Maar terwijl ik de geweldige bloemlezing 'All Killer, No Filler' (uit 1993) bovenhaal en die intensief beluister, besef ik toch dat Jerry na zijn vliegende start als oerrocker al snel de wondere wereld van de countrymuziek is ingestapt, een genre dat hem overigens zeer goed ligt. Jerry's bijnaam The Killer is niet zo lukraak gekozen als men zou denken. Ooit werd hij bijvoorbeeld gearresteerd voor de poorten van Graceland, zeg maar het koninklijk paleis van Presley. Jerry Lee werd er aangetroffen met een geladen pistool in de hand. Toen de snel opgeroepen politie hem vroeg wat de bedoeling wel was, zei hij, een beetje dronken maar wel serieus: 'Ik kom Elvis doodschieten!'
Ondanks een zeer diep geloof in de Heer kwam de Killer nog weleens om de verkeerde reden in de krant. Dat hij ooit, met een leugentje om bestwil, met zijn 13-jarig nichtje trouwde, is één eerder welbekend en onfris feit, maar zijn zes (!) daaropvolgende huwelijken waren evenmin verhalen vol rozengeur. Toch is er goed nieuws: na een lichte beroerte vorig jaar onderbrak Jerry Lee zijn eigen never ending tour, maar in maart laatstleden werd hij al gesignaleerd in een opnamestudio.

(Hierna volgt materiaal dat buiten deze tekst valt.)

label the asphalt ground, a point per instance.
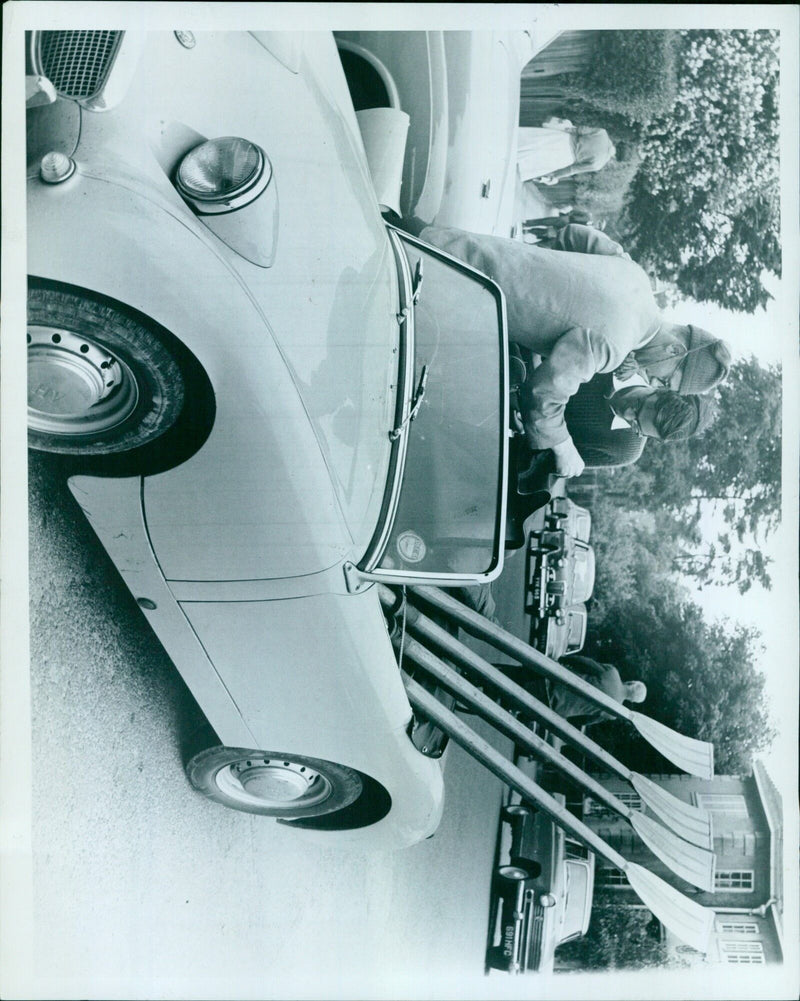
(141, 888)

Die sessies werden onderbroken wegens het welbekende virus. Maar hopelijk komt er dus nog een opvolger van zijn best verkopende albums ooit, 'Last Man Standing' (2006), 'Mean Old Man' (2010) en 'Rock & Roll Time' (2014).
ODE VAN HEINZ
Een bescheiden figuur uit de begindagen van de rock-'n-roll is de heer Eddie Cochran (°3 oktober 1938). Op zijn rist glasheldere greatest hits - 'Summertime Blues', 'C'mon Everybody', 'Somethin' Else', 'Sittin' in the Balcony' of 'Cut Across Shorty' - komt maar geen sleet. Ze doen me denken aan de tijd toen de hele wereld nog in zwart-wit was. En al zat er dan soms wel wat te veel echo op Eddies geweldige stem, toch reed hij eigenlijk een foutloos parcours. Ik hield destijds zelfs van een novelty-single van de zanger Heinz. Die heette 'Just Like Eddie'. Geen meesterwerk, maar toch een ode aan Cochrans geest. En een leuke titel voor dit hoofdstuk.
Eddies carrière was ultrakort, maar baarde niets dan kwaliteit. Zoals het helden betaamt, stierf hij veel te vroeg en op wrede wijze. In een crash met een taxi, op weg naar Londens Heathrow Airport, op 17 april 1960. Zijn piepjonge vriendin Sharon Sheeley en collega-rocker Gene Vincent hielden er zware verwondingen aan over, hijzelf werd brutaal uit de wagen geslingerd en overleed later in het hospitaal van Bath.
Hij had daarna nog één grote hit. 'Three Steps to Heaven'. God is wreed.